Of course, the word, "Theory" was also a bit of a poor choice because those who wish to dismiss science will use, "it's just a theory!" as if decades of research and experimentation to come up with the most plausible explanation to-date can be dismissed as easily as the rambling ill-conceived conclusions of someone with no background or education.

yes, I'm aware I'm arguing about semantics now, but unfortunately so are a lot of other people.

Comment Re:Unsurprising (Score 4, Interesting) 111

The orbit of Mercury would disagree that Newton was, strictly speaking, right.

Isaac Newton was one of the smartest human beings to ever live, but even he acknowledged, "if I have seen further, it is by standing on the shoulders of giants."

He knew how he got where he did scientifically and he knew that others would come after him that would improve upon the knowledge that he himself had improved upon. There's no shame in having created the best, most rational explanation for something, and explanation that stood for hundreds of years as best, before an even better explanation could be devised.

Comment Unsurprising (Score 4, Insightful) 111

While a lot of complaints are made, and justifiably, that some more modern Theories and hypotheses aren't testable, there are a lot of aspects of Quantum Physics from the turn of the twentieth century that are likewise untestable. Youtube channel Kurzgesagt just posted a video on the Many Worlds interpretation that frankly left me annoyed, because it itself demonstrated confirmation bias while claiming that it was proof of the Theory. Normally I really like their videos, but this one left me doubting that they had done as much research on the topic as they claim to do.

The problem is that they can do a whole bunch of very useful mathematics that can lead to results, but that doesn't mean that the intermediate steps in the math are as ultimately true as the final result appears to be. Remember, at one point humanity thought Newton was right, but subsequent math from Einstein demonstrated a better mathematical model to match observations. The mathematics in some aspects of Quantum Physics might well match observations well, but that doesn't necessarily mean that there aren't better mathematical explanations for what we see that that humanity hasn't managed to devise.

When aspects of Quantum Physics can be experimentally demonstrated, like quantum tunneling, then it's fairly safe to conclude that those aspects are largely settled, but for things like Many World, the concept of the collapse of the wave function, even the definition of the term "observer", it becomes harder to take some claims especially seriously.

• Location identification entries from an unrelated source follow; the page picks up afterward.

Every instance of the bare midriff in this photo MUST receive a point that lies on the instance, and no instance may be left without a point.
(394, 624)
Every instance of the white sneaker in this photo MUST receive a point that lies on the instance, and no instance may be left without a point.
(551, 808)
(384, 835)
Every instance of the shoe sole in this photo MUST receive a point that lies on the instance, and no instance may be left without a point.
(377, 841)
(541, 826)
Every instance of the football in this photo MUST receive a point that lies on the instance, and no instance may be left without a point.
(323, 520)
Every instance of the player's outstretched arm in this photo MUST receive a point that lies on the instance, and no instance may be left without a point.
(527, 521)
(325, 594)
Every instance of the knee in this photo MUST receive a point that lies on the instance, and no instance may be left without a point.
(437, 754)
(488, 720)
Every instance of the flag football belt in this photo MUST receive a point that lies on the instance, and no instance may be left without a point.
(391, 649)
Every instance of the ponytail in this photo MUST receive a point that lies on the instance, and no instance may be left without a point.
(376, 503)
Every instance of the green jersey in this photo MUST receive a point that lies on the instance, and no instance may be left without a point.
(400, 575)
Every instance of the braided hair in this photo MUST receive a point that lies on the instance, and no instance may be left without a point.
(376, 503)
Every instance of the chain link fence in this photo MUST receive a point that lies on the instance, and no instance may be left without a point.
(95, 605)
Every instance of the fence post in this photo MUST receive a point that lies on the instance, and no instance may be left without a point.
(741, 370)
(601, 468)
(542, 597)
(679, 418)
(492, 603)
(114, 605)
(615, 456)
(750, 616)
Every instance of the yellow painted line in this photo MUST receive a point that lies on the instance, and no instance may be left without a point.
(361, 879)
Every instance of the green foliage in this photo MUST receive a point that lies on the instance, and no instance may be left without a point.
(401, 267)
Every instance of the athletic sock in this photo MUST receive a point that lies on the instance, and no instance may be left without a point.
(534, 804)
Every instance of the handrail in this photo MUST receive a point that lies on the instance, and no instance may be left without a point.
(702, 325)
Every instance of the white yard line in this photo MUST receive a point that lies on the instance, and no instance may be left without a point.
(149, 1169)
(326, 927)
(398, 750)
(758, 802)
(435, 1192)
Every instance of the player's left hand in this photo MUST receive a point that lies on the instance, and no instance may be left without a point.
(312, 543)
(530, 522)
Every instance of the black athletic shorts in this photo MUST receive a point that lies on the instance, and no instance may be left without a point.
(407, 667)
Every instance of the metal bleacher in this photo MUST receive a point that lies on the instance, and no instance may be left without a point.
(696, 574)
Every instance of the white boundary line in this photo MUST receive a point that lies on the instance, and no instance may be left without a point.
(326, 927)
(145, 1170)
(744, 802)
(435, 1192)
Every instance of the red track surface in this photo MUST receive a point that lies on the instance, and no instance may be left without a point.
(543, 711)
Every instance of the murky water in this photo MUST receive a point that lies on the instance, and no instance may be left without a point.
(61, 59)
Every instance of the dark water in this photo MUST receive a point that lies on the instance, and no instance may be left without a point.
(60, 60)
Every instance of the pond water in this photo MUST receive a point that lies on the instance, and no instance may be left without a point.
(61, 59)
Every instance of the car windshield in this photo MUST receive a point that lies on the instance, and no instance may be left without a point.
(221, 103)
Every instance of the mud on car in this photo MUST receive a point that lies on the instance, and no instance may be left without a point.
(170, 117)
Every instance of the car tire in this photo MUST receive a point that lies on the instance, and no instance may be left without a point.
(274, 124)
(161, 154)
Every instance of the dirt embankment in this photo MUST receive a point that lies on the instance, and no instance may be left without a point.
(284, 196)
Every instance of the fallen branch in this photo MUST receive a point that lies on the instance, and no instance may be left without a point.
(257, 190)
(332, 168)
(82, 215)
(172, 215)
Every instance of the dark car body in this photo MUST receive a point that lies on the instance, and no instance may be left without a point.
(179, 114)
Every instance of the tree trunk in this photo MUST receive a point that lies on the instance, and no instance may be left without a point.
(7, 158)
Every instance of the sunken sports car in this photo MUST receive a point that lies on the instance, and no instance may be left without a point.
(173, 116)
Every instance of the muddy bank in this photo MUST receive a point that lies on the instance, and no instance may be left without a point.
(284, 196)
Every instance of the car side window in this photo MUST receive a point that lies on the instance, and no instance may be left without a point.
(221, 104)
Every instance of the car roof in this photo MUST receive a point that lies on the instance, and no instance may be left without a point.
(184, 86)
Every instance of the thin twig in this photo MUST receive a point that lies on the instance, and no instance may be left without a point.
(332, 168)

Comment Re:Assumption (Score 3, Insightful) 65

It can give me wrong answers when I ask it basic questions about ham radio equipment.

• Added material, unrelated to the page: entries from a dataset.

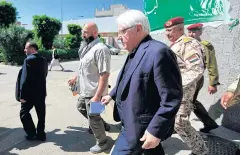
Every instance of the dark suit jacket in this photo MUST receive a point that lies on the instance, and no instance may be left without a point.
(31, 82)
(152, 92)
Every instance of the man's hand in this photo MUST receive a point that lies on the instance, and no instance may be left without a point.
(22, 101)
(95, 99)
(72, 81)
(149, 140)
(212, 89)
(226, 98)
(106, 99)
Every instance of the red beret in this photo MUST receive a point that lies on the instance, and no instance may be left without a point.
(195, 26)
(174, 21)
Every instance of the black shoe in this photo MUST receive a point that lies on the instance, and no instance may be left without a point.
(30, 138)
(90, 131)
(41, 138)
(107, 126)
(206, 129)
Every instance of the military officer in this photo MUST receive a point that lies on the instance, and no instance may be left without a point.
(190, 56)
(195, 31)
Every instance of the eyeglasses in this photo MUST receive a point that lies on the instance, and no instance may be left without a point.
(123, 32)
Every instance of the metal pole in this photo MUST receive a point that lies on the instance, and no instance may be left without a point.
(62, 16)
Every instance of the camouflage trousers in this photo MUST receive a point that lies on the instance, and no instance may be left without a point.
(183, 126)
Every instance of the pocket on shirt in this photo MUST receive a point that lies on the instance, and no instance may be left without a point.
(86, 63)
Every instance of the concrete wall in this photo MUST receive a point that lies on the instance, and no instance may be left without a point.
(227, 46)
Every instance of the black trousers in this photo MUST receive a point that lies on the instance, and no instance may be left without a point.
(199, 109)
(27, 120)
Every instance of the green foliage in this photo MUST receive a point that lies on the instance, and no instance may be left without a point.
(59, 41)
(72, 41)
(8, 14)
(1, 56)
(75, 29)
(12, 42)
(46, 29)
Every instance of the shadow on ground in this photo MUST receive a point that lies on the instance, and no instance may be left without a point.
(74, 139)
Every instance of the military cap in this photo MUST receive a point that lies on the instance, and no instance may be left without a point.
(195, 26)
(174, 21)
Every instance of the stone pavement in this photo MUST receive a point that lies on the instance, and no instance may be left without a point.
(66, 129)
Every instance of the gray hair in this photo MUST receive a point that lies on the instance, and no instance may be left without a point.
(132, 17)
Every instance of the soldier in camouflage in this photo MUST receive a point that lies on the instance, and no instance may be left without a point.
(195, 31)
(190, 56)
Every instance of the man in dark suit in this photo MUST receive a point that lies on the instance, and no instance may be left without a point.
(148, 91)
(31, 91)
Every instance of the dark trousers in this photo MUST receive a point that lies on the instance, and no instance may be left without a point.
(123, 148)
(199, 109)
(26, 117)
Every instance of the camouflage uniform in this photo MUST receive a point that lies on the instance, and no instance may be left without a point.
(190, 58)
(211, 65)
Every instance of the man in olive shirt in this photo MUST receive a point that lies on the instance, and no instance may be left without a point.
(195, 31)
(94, 70)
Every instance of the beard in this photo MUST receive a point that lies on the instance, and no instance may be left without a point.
(89, 39)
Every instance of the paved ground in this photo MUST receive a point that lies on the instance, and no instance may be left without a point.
(66, 128)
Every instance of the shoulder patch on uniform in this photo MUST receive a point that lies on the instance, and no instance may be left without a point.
(187, 39)
(193, 58)
(207, 44)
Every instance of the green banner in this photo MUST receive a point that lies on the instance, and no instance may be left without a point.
(193, 11)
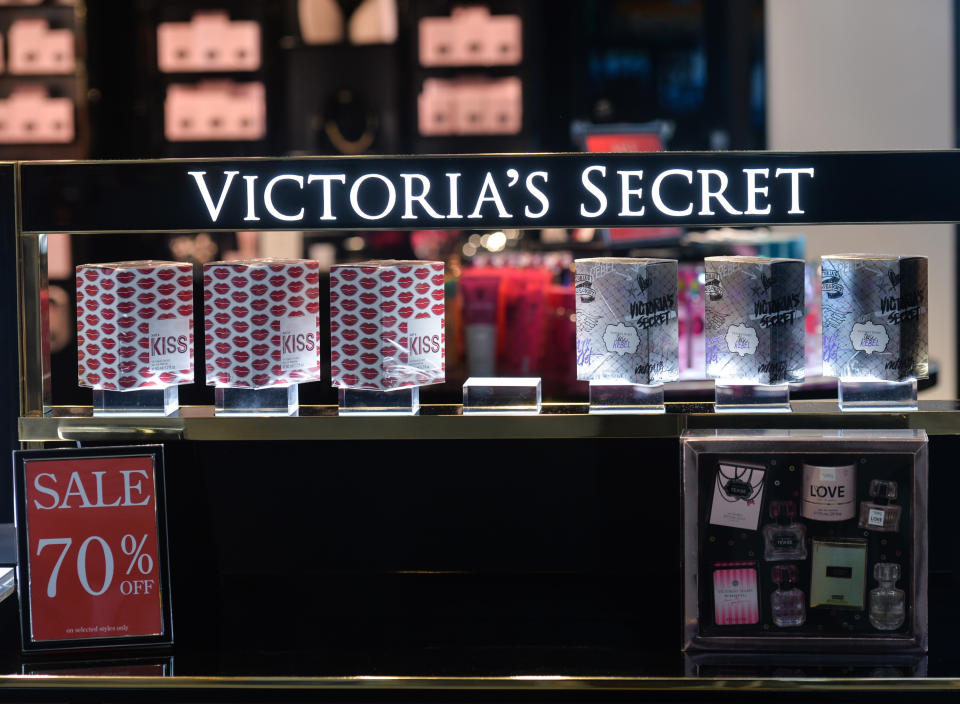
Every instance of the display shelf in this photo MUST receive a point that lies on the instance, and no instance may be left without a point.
(438, 422)
(486, 687)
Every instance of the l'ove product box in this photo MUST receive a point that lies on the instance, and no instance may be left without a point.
(759, 574)
(261, 319)
(627, 320)
(134, 325)
(874, 317)
(754, 319)
(387, 324)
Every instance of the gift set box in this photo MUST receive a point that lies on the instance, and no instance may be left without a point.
(805, 540)
(134, 325)
(261, 321)
(387, 324)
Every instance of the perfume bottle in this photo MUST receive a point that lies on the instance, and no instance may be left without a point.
(887, 603)
(880, 514)
(787, 603)
(785, 539)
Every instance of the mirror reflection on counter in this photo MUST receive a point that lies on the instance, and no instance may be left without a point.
(768, 665)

I was curious if an older mobile radio from Yaesu could receive the FM commercial broadcast band. It told me it could in the generic Google search AI field that I never asked for. When I found the Yaesu manual, Yaesu said that model could not.

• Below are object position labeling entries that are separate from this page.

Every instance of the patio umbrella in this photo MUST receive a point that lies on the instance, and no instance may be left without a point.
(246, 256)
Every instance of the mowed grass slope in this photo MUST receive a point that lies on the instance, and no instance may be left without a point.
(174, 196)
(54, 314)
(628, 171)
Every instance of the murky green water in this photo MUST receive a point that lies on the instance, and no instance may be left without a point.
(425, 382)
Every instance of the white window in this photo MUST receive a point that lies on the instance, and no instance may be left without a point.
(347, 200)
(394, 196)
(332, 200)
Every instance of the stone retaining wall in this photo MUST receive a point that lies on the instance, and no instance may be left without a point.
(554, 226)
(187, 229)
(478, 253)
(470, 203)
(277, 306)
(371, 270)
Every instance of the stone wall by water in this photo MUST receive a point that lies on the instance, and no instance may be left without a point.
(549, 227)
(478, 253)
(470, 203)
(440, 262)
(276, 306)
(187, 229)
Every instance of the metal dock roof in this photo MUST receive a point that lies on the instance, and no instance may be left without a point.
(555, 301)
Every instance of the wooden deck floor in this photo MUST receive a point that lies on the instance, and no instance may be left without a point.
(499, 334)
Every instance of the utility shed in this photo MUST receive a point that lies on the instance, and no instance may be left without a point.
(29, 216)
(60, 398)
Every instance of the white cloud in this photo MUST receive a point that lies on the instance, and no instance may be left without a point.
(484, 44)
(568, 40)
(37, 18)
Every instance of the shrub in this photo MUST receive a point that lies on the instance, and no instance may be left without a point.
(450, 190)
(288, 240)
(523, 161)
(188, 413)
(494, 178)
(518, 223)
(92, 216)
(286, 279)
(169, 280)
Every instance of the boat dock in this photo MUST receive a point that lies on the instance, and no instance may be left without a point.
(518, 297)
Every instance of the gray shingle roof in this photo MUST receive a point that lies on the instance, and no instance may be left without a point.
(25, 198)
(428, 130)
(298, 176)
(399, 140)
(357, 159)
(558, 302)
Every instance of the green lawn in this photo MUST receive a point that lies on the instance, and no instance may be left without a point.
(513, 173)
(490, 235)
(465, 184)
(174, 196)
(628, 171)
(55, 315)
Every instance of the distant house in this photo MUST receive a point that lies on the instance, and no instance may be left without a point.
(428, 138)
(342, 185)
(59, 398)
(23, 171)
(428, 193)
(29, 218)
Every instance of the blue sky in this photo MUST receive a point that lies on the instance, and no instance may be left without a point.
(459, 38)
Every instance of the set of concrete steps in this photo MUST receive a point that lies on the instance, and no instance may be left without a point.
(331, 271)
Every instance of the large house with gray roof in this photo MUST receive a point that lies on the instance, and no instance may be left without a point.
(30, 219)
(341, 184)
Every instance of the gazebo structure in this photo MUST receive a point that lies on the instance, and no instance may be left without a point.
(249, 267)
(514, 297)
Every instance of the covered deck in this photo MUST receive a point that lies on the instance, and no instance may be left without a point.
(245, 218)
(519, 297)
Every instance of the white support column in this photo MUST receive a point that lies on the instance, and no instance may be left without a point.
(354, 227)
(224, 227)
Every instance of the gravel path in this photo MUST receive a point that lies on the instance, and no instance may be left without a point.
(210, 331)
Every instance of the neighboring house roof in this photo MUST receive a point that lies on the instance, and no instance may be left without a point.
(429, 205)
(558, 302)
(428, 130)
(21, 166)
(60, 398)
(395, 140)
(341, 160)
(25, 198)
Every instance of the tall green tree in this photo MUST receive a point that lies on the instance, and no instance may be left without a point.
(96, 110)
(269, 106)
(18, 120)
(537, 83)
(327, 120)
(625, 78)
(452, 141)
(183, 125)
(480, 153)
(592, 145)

I suspect that because the radio can receive 108MHz+, and the commercial band stops at 108MHz, it was conflating the two rather than seeing 108MHz as a boundary, but regardless of why it was getting the answer wrong.

Comment Unsurprising (Score 3, Interesting) 41

Airbus was so busy trying to bring out a competitor to the 747 because they could, that they didn't stop to ask if they should.

Boeing had studied doing more with the upper deck but ultimately didn't extend it a second time. They even looked at other uses for the void-space above the main deck where the fuselage roof was low, and again didn't end up actually doing anything with that space.

Given that they had a well established platform that long-predated the MD takeover and they decided against it, there were signs that it was a dead-end.